The Great Bluetooth Egg Hunt

Each year for Christmas we exchange gifts three times with family over a 24 hour period. There’s a lot of moving people and parts and gifts and trash and I’m always a little worried that a gift card or small gift will end up hidden under a pile of discarded wrapping paper and accidentally get discarded.

You never know exact;y what gift (if any) is going to click with a kid on any given particular year. This year, Mason got half a dozen geeky/techy gifts, all of which he digs. He got an electronics kit that allows you to turn any real world object into a USB controller, a watch that tells time in binary, a starter Arduino kit, and several other gifts that have had his mind racing all day. He also got a small, blue, egg-shaped bluetooth speaker.
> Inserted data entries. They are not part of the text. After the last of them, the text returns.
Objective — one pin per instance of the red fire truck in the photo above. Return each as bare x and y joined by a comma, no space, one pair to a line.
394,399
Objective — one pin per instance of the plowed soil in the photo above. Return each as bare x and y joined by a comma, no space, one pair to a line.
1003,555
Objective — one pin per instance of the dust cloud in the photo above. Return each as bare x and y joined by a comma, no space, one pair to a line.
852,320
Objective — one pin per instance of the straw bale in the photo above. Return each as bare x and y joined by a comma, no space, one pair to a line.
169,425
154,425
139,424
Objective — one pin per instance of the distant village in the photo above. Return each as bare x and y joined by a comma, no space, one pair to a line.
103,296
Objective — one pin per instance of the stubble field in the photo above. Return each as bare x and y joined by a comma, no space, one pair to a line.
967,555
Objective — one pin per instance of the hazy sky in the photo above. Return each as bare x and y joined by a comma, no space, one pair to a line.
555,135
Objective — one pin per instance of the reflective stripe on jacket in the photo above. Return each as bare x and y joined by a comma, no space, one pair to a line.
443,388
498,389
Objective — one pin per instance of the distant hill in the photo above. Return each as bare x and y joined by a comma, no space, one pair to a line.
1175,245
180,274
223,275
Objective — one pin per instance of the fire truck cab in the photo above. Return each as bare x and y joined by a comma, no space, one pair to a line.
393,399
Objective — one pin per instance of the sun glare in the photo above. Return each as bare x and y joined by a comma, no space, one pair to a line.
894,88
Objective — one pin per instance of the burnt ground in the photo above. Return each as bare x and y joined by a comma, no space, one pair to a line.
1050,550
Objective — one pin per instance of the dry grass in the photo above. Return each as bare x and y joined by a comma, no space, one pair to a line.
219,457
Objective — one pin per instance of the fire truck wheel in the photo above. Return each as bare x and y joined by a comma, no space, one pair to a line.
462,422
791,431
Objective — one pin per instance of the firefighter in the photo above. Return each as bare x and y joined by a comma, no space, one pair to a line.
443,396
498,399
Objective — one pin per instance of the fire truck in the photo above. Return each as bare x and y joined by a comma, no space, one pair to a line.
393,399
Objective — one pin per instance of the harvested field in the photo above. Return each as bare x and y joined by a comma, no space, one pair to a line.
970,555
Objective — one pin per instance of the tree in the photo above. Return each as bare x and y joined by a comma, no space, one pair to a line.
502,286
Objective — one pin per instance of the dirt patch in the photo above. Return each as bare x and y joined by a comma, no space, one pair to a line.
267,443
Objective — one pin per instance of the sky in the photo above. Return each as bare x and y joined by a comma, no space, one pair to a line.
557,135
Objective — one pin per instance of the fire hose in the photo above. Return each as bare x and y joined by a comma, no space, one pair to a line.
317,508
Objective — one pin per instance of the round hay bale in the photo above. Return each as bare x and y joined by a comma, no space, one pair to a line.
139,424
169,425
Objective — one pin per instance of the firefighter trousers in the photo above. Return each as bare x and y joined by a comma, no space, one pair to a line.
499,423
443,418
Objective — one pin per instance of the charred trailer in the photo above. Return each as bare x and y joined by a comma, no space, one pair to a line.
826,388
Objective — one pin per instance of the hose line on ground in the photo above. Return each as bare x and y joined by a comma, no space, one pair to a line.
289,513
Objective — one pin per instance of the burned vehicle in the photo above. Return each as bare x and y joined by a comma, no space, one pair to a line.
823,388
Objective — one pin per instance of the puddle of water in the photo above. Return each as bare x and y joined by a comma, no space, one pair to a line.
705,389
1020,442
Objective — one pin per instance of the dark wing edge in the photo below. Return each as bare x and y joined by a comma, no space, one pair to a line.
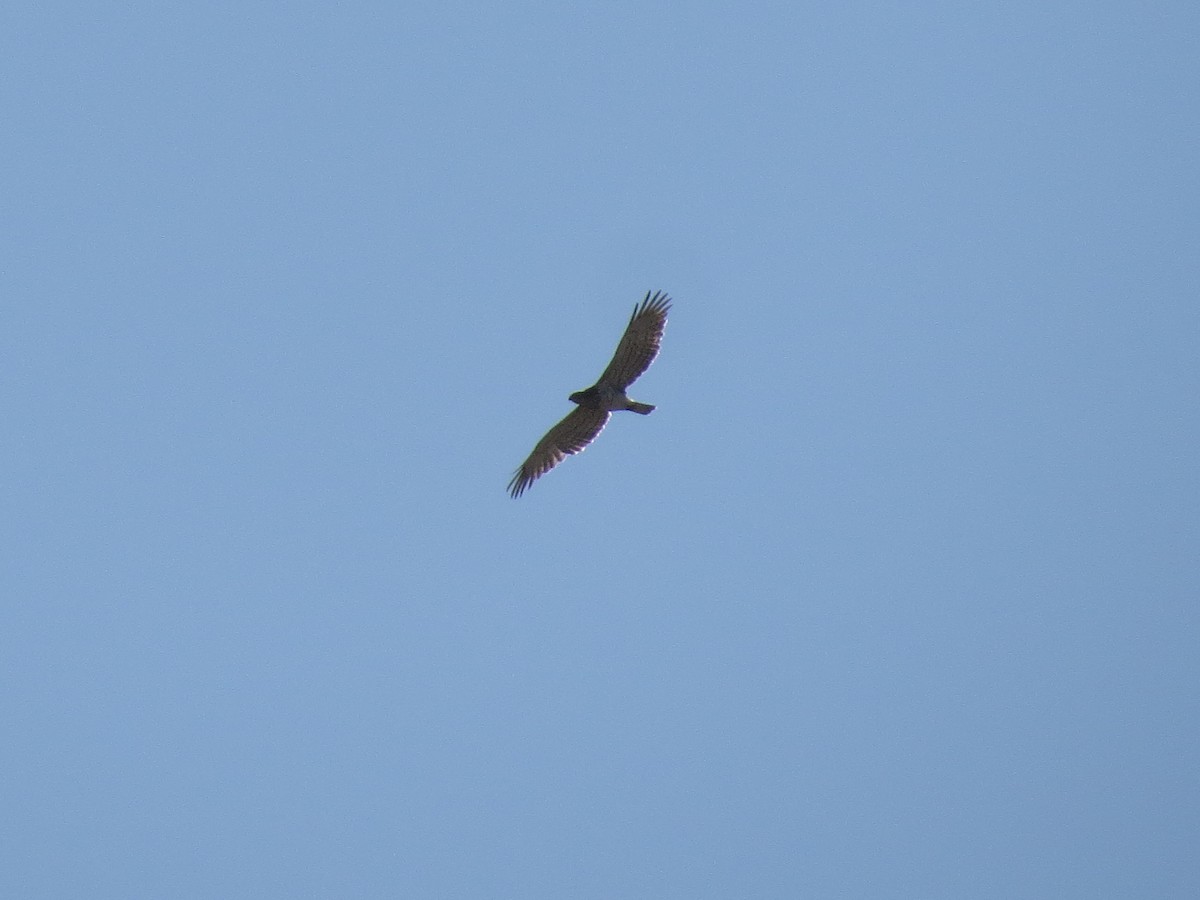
570,436
641,342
Like I said, you never know what’s going to be a hit, and within minutes of opening the speaker Mason had it paired to his phone and was walking around playing music for all to hear. The speaker has a suction cup on the end of it and before long Mason had it attached to his forehead. After reminding Mason about the time he stuck something else to his forehead and ended up with a hickey front and center for a week or so, he pulled the speaker off and put it… somewhere.

That was around 7 A.M.

Sometime later Christmas evening, Mason realized the speaker was missing. Telling a thirteen year old to “retrace his steps” for the past twelve hours on Christmas is kind of pointless. He remembered pulling it off his head and putting it somewhere. And unfortunately, he remembered turning it off (otherwise he could have just played some music and we could have followed the sounds).

Off and on, we searched the house for hours. We started by checking the easy places: the living room, his bedroom, the bathroom, and so on. With each new hint, the search posse would relocate. “It seems like I took it upstairs…” he said, shortly before we all migrated up there and poked around. “Or maybe it was downstairs…” he said, his eyes rolling upwards. Back down we came.

Once all the obvious places had been searched we had to escalate things. “Well, I sharpened a pencil,” he said. Great! I searched the armoire to no avail. “I sat on the couch once,” he offered. For fifteen minutes we took turns, with one of us rolling around on the floor with a flashlight looking underneath while the other plunged their hands deep into the couches crevices. Both of us came up empty handed. We looked under the tree. We looked in the laundry room. We looked in the bathtub, just in case.

As a last ditch effort, we went back through trash piles. First was the giant bag which only contained Christmas wrapping paper and boxes. That one wasn’t gross. When that one yielded nothing it was on to the one that contained some wrapping paper along with a lot of party snack leftovers. Yuck. Lots of waffles and syrup in there, no bluetooth speakers.

Then comes the part where you start searching the parts of the house that other people have already searched because you’re convinced the other people didn’t do a good job. So where I had searched Mason’s bedroom and Susan had searched the bathroom, now it was time for her to search his bedroom and me to search the bathroom.

Around 10 P.M. Mason walked into the living room and announced, “Oh, I found it. I forgot, I put it in the bottom of my school backpack.” And just like that, the search was over.